Neugebauer, Reimund ; Fraunhofer-Institut für Werkzeugmaschinen und Umformtechnik -IWU-, Chemnitz:
3rd International Conference on Accuracy in Forming Technology ICAFT 2009 und 16. Sächische Fachtagung Umformtechnik SFU 2009 : 10.-11. November 2009, Chemnitz.

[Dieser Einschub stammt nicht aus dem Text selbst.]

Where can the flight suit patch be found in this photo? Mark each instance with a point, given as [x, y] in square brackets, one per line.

ICAFT 2009. SFU 2009
Zwickau: Verlag Wissenschaftliche Scripten, 2009 (Berichte aus dem IWU 52)
ISBN: 978-3-937524-93-1
pp.259-282
Internationale Konferenz Accuracy in Forming Technology (ICAFT) <3, 2009, Chemnitz>
Sächsische Fachtagung Umformtechnik (SFU) <16, 2009, Chemnitz>
German
Conference Paper, Electronic Publication
Fraunhofer IWU ()
Aluminium-Magnesium-Verbunde; ultrafeinkörniger Werkstoff; Gradierung

Abstract
Die Herstellung neuartiger metallischer Leichtbauwerkstoffe und deren umformende Weiterverarbeitung ermöglicht neben der Realisierung des stofflichen Leichtbaus eine funktionsgerechte Dimensionierung von Bauteilen. Es lassen sich somit Werkstücke realisieren, die über lokal unterschiedliche Bauteileigenschaften verfügen. Im Folgenden werden hierzu zwei innovative Ansätze vorgestellt. Mit dem neuen Verfahren Verbundquerfließpressen können endkonturnahe Leichtbauverbunde gefertigt werden. Besondere Vorteile bietet diese Verfahrensanwendung bei der Erzeugung korrosionsbeständiger Al/Mg-Verbunde, da sich hier das günstige Festigkeit/Gewicht Verhältnis des Magnesiums mit dem günstigen Korrosionsverhalten des Aluminiums kombinieren lässt. Eine besondere Bedeutung kommt dabei der Verbundgrenzfläche zu. Mit der vorgestellten Methode werden Diffusionsvorgänge mit Phasenneubildung initiiert, so dass eine stoffschlüssige Metallverbindung erzielt wird. Zur erheblichen Verbesserung mechanischer Kennwerte und einer belastungsgerechten Eigenschaftsverteilung bei Aluminiumhalbzeugen wurde ein Verfahren entwickelt, dass den Ansatz der gezielten Einstellung einer variablen Mikrostruktur verfolgt. Das neue Verfahren Gradierungswalzen erlaubt die Fertigung gradierter Werkstoffe, mit Bereichen von grobkörnig bis ultra-feinkörniger Mikrostruktur.